That day and many others like it, we sit as a family and talk about race. With our kids we talk about what happened that day and why they think we attended the event.
Overall, attending the event created a platform for conversation to take place.
Talk About Race
This can be difficult yet it’s eye opening and can bridge the gap to the unknown questions that linger a child’s mind. I was that child at one point. Wondering why I was left out? Or if my color would have just been white and my eyes blue. Just maybe that day would have been better…
As a 32-year-old man, I can tell you that the words you are reading are marked with a mixture of vulnerability and pain. Yet, life is what it is and we must do our best to move forward while learning and growing.

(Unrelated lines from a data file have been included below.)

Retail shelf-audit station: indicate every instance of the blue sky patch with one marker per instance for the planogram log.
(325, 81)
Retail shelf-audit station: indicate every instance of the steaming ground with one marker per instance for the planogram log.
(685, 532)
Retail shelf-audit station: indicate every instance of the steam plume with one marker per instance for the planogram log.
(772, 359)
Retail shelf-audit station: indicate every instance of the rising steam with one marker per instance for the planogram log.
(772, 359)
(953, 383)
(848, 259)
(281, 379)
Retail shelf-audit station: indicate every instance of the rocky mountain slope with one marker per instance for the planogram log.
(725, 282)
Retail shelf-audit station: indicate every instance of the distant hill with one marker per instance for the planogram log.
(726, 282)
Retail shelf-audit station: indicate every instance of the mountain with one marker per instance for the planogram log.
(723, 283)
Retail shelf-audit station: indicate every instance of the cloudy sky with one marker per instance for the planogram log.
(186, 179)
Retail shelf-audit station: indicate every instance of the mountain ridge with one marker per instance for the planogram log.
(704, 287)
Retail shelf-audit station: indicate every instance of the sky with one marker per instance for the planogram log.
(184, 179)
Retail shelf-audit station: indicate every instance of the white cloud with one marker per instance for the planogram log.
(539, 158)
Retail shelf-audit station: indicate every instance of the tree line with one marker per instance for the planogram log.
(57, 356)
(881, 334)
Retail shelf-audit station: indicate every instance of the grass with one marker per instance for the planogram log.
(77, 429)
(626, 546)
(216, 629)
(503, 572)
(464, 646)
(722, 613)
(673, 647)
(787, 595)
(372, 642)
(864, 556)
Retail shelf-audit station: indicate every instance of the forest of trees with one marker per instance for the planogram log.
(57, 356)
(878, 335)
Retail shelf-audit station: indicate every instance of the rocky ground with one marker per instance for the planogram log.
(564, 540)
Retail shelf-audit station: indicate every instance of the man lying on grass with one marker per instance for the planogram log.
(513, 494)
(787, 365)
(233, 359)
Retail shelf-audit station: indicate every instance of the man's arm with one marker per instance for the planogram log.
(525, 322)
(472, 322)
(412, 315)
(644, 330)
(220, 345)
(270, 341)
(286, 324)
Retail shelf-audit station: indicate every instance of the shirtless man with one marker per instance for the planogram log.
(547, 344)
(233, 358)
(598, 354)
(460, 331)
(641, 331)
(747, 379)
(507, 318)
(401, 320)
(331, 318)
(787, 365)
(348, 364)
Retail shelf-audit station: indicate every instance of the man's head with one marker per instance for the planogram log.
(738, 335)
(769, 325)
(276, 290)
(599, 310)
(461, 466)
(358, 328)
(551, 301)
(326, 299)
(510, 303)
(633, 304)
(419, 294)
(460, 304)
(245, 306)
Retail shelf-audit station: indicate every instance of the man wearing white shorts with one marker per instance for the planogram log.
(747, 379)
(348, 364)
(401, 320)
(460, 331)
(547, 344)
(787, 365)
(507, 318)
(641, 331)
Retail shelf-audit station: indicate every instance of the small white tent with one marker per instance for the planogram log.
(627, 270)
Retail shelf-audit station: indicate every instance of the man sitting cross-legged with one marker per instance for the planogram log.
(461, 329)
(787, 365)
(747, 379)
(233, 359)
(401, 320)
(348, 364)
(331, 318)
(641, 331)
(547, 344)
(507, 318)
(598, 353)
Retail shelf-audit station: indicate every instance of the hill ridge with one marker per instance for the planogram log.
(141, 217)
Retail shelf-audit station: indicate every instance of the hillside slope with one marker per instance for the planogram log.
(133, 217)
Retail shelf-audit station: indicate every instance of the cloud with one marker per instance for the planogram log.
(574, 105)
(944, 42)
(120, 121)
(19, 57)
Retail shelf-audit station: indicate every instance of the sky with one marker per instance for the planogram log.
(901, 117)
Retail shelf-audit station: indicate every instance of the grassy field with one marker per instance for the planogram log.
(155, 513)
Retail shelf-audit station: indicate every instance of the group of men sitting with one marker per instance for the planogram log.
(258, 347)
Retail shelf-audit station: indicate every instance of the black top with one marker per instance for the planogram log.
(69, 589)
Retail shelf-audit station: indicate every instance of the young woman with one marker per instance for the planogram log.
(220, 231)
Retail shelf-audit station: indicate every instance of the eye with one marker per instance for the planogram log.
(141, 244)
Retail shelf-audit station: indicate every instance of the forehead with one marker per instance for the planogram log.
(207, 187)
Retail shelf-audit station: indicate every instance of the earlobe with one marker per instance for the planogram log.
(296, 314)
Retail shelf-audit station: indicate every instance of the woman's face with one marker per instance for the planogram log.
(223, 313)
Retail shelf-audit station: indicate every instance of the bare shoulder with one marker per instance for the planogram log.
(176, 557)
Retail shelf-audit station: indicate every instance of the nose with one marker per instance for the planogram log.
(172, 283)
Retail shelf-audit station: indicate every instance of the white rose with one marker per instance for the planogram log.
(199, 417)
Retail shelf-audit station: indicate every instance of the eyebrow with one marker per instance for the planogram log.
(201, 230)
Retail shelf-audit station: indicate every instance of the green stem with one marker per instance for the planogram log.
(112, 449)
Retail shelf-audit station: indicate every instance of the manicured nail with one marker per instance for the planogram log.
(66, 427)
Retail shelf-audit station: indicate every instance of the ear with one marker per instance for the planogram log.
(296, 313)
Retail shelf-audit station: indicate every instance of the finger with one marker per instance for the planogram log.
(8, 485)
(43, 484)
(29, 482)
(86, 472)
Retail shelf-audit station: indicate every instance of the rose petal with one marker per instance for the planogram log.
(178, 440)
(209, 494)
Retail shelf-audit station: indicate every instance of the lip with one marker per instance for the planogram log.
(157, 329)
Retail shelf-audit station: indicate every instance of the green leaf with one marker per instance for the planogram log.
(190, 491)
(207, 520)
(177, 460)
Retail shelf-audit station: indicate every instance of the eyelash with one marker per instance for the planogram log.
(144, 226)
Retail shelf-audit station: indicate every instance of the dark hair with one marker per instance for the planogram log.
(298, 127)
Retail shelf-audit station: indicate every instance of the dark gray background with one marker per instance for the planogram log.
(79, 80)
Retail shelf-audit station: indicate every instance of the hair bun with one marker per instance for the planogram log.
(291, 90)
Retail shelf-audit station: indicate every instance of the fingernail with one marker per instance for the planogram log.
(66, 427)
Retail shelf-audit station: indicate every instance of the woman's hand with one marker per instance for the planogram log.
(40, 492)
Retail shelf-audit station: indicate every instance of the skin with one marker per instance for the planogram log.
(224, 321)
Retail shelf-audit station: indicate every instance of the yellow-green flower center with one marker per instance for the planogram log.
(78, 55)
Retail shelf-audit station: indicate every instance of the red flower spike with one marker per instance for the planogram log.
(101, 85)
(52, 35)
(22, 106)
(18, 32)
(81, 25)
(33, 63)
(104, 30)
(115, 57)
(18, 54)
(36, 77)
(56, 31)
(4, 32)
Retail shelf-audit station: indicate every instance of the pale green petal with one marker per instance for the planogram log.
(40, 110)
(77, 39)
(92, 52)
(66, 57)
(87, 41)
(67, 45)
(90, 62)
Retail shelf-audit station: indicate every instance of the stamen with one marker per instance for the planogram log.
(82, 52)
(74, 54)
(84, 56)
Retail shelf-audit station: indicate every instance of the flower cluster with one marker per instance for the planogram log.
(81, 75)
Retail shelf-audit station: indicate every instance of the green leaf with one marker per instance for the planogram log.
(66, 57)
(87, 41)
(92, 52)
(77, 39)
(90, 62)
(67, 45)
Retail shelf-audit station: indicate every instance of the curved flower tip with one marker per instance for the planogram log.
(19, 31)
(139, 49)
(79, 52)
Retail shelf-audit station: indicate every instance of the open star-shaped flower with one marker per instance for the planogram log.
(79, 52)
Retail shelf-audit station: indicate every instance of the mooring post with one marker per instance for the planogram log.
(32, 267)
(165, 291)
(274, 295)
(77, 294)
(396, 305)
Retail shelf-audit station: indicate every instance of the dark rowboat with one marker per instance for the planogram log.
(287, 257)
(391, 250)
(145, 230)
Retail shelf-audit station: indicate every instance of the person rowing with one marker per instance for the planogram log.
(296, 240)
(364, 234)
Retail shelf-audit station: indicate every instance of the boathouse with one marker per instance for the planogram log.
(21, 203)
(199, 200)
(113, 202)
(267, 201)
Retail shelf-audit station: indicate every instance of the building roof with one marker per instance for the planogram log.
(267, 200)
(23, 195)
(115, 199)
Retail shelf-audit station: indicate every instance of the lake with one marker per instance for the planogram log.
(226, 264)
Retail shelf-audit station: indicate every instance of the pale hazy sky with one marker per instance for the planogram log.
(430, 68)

As a family, we talk about my wife’s background and mine. We extend beyond, mom is white. We dig into the richness of Scotland and the history behind the Irish. Together we talk about how they feel in their skin.
I’ll be the first to tell you that these conversations with a 4 and 6-year-old often do not carry too far. I nudge you to start subtle and create consistency. In my opinion, the main emphasis is that the conversations are taking place and as such will continue to.
I believe that everyone has a story to tell. That there is good in all of us. Sit down with your kids and open the door to outlining the positive aspects of your child’s culture.
My son and daughter are biracial. Which is so cool!
They have these big beautiful brown eyes. Hair that bounces the rays of the sun just perfectly. In the warmest words, I love being their father and beyond thankful to have my wife as their mother.
For this conversation piece, I like to give all the credit to my wife. She searches high and low for children’s books that connect to varying cultures. There is this one book, which always makes me smile. I think it’s called “Feminist Baby”. At one point in the book, the baby is running nude which represents from what I recall marching for advocacy.
Again, you can take this in any direction you desire. I find the basic point is to share the positive aspects of your child’s culture.
My kids are 4 and 6 years old. They will have their own unique experiences when it comes to being biracial. I will do my best to give them space to have their own experiences while doing what parents do, protect and nurture them. I hope that they will not experience what I have experienced as a person of color. As their father and a person of color, I will do and continue to do my best to advocate for others.